Collective Dynamics of Interacting Particles in Unsteady Flows

TL;DR

This paper analyzes the collective behavior of interacting particles in unsteady flows using the Fokker-Planck equation, revealing stable traveling solutions, their stability conditions, and the nature of particle streaming in dynamic fluid environments.

Contribution

It introduces an analytical framework combining the Fokker-Planck equation and linear perturbation analysis to study particle dynamics in unsteady flows, including stability and mode characterization.

Findings

Stable single-peaked traveling solutions exist in unsteady flows.

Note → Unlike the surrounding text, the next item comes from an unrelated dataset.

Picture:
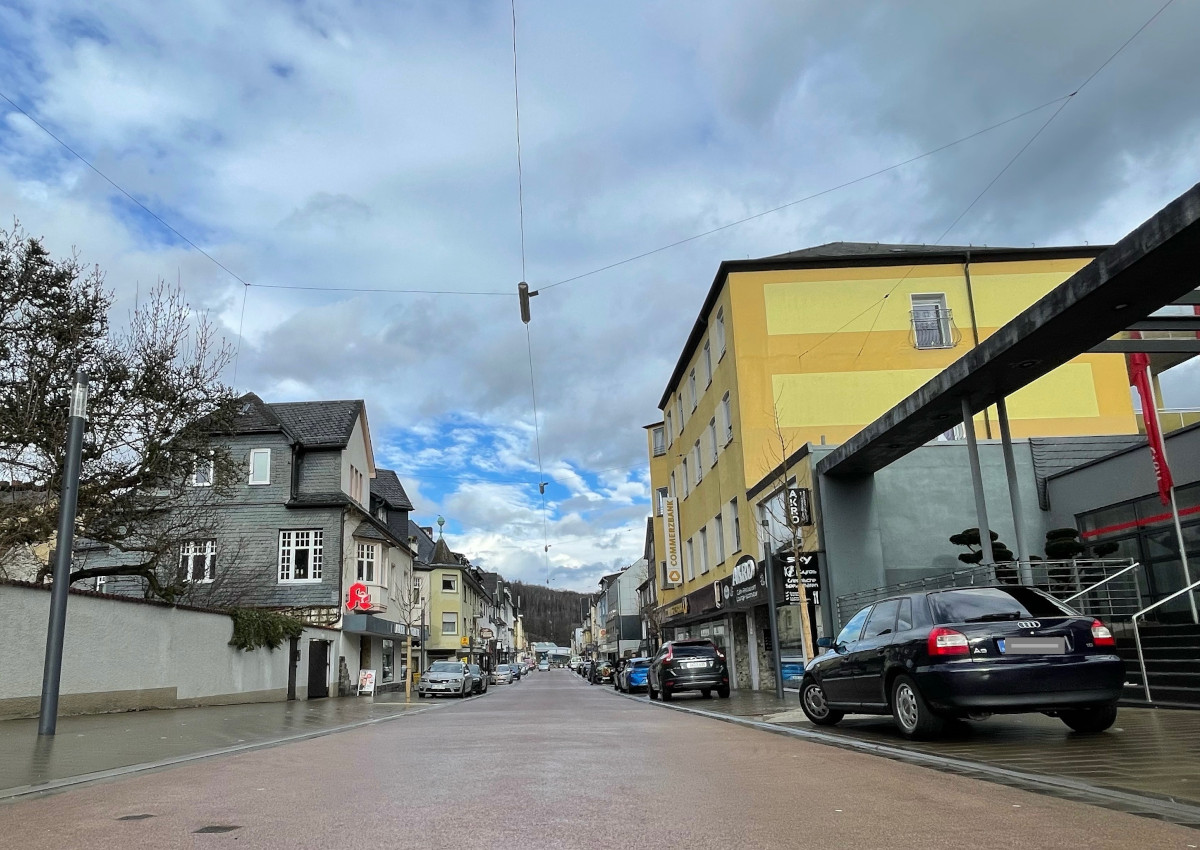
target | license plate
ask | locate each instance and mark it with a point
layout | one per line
(1032, 646)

Particle streaming can be asynchronous with the carrier fluid in unsteady conditions.

The stability analysis reveals over-damped, critically damped, or oscillatory modes depending on drag.

Abstract

We use the Fokker-Planck equation and its moment equations to study the collective behavior of interacting particles in unsteady one-dimensional flows. Particles interact according to a long-range attractive and a short-range repulsive potential field known as Morse potential. We assume Stokesian drag force between particles and their carrier fluid, and find analytic single-peaked traveling solutions for the spatial density of particles in the catastrophic phase. In steady flow conditions the streaming velocity of particles is identical to their carrier fluid, but we show that particle streaming is asynchronous with an unsteady carrier fluid. Using linear perturbation analysis, the stability of traveling solutions is investigated in unsteady conditions. It is shown that the resulting dispersion relation is an integral equation of the Fredholm type, and yields two general families of stable modes: singular modes whose eigenvalues form a continuous spectrum, and a finite number of discrete global modes. Depending on the value of drag coefficient, stable modes can be over-damped, critically damped, or decaying oscillatory waves. The results of linear perturbation analysis are confirmed through the numerical solution of the fully nonlinear Fokker-Planck equation.